Analysis of a real example of ovarian cancer data
We next evaluated the performance of the five tests using an ovarian cancer data set from Dressman et al. [21]. This dataset consists of 119 ovarian cancer samples that were obtained at the initial cytoreductive surgery from patients treated at Duke University Medical Center and H. Lee Moffitt Cancer Center and Research Institute. 22115 gene expression levels were used in this analysis, of which 204 pathways were identified by KEGG. Among these 204 pathways, the smallest pathway consists of 5 genes while the largest one includes 474 genes, and the average number of genes across the 204 pathways is about 80.
Crijns et al. [22] identified survival-related profile, pathways and transcription factors by analyzing a dataset of 157 patients with advanced-stage serious ovarian cancer from the University Medical Center Groningen in Netherlands, collected in the time period 1990-2003. They used the dataset of 119 ovarian cancer samples in Dressman et al. [21] to validate the identified profile and pathways.
We compared the pathways identified by the five tests with those reported in Dressman et al. [21] and Crijns et al. [22]. In Dressman et al. [21], the significant pathways were found by a binary logistic regression model analysis and a stochastic regression model search, called shotgun stochastic search.
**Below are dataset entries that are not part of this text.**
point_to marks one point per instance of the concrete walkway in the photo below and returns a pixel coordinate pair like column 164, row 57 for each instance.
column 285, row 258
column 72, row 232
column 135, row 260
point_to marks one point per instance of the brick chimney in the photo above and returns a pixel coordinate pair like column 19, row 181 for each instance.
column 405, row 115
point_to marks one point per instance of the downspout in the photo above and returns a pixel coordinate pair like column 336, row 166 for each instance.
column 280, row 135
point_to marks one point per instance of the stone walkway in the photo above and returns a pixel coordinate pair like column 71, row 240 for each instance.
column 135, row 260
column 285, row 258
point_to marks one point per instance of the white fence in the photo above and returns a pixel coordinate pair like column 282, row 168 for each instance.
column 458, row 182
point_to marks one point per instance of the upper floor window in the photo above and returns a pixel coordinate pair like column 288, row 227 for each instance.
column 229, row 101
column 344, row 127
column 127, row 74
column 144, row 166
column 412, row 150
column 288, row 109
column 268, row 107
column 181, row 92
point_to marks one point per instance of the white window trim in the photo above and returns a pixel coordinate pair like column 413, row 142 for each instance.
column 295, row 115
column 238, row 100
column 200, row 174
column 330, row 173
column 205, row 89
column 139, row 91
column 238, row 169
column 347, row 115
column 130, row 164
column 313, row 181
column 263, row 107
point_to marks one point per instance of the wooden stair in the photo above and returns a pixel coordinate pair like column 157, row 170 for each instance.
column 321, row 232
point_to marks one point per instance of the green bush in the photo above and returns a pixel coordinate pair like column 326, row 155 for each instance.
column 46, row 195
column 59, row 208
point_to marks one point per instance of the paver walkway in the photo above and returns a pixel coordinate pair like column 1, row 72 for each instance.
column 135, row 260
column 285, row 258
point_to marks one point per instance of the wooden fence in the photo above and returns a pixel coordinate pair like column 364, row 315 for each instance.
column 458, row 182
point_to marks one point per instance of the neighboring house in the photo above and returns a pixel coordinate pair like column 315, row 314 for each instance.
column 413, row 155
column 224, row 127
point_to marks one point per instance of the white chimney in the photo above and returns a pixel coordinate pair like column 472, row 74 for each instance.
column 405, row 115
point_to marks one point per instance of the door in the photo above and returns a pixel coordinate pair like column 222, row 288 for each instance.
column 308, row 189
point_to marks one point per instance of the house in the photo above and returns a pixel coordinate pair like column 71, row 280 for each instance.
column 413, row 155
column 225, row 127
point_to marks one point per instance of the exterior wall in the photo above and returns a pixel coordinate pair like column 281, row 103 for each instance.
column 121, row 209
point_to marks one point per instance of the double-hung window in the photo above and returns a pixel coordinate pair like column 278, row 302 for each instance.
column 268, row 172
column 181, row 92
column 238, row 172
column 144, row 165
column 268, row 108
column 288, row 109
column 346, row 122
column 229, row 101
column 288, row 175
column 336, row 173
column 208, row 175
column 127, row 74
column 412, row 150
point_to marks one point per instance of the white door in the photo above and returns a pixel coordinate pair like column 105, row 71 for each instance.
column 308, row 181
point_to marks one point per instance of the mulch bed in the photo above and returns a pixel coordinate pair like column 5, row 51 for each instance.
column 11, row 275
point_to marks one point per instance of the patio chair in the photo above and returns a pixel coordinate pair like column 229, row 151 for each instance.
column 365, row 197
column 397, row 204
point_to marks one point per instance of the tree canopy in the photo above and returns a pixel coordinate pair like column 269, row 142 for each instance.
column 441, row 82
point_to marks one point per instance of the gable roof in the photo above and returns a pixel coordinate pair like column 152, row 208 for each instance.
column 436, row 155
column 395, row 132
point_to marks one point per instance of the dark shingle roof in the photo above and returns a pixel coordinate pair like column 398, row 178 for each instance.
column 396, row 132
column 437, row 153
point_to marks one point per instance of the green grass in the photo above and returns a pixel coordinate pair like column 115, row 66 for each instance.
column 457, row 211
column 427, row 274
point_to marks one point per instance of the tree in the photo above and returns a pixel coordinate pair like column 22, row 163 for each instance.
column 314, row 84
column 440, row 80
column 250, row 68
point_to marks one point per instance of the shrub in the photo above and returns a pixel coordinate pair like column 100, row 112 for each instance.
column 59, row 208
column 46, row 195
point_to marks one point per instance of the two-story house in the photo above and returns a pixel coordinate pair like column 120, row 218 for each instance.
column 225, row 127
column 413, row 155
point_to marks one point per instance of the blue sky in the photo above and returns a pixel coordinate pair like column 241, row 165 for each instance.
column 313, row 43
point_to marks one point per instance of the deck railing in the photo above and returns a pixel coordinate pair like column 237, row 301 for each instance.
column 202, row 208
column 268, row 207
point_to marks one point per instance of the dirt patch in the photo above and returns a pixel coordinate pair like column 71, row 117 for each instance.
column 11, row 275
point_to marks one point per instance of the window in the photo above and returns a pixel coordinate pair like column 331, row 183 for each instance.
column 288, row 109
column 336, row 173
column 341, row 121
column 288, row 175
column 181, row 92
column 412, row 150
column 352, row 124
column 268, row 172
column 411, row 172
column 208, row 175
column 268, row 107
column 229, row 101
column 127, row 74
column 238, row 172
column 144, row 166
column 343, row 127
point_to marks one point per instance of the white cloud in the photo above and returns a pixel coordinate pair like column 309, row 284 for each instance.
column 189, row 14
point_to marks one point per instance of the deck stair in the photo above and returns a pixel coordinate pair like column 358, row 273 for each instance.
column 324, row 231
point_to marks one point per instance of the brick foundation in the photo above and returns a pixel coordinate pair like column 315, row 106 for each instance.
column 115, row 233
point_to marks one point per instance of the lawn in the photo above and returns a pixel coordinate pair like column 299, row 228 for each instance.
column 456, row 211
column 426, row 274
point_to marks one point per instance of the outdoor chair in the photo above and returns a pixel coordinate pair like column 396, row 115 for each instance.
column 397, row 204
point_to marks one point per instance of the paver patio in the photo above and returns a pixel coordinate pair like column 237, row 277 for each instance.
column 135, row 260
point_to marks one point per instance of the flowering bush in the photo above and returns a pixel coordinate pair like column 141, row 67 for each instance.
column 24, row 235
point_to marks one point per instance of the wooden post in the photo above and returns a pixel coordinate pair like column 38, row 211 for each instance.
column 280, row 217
On the other hand, Crijns et al. [22] identified the significant pathways using the functional class scoring analysis, in which the p-value of a univariate Cox proportional hazards is computed for all genes, and then p-values of each pathway are summarized by the mean negative logarithm of single gene p-values (LS statistic), as well as the Kolmogorov-Smirnov (KS) statistic for testing if the p-values come from a uniform distribution. The significance of each pathway is evaluated by computing the empirical distribution of these summary statistics in random samples of genes.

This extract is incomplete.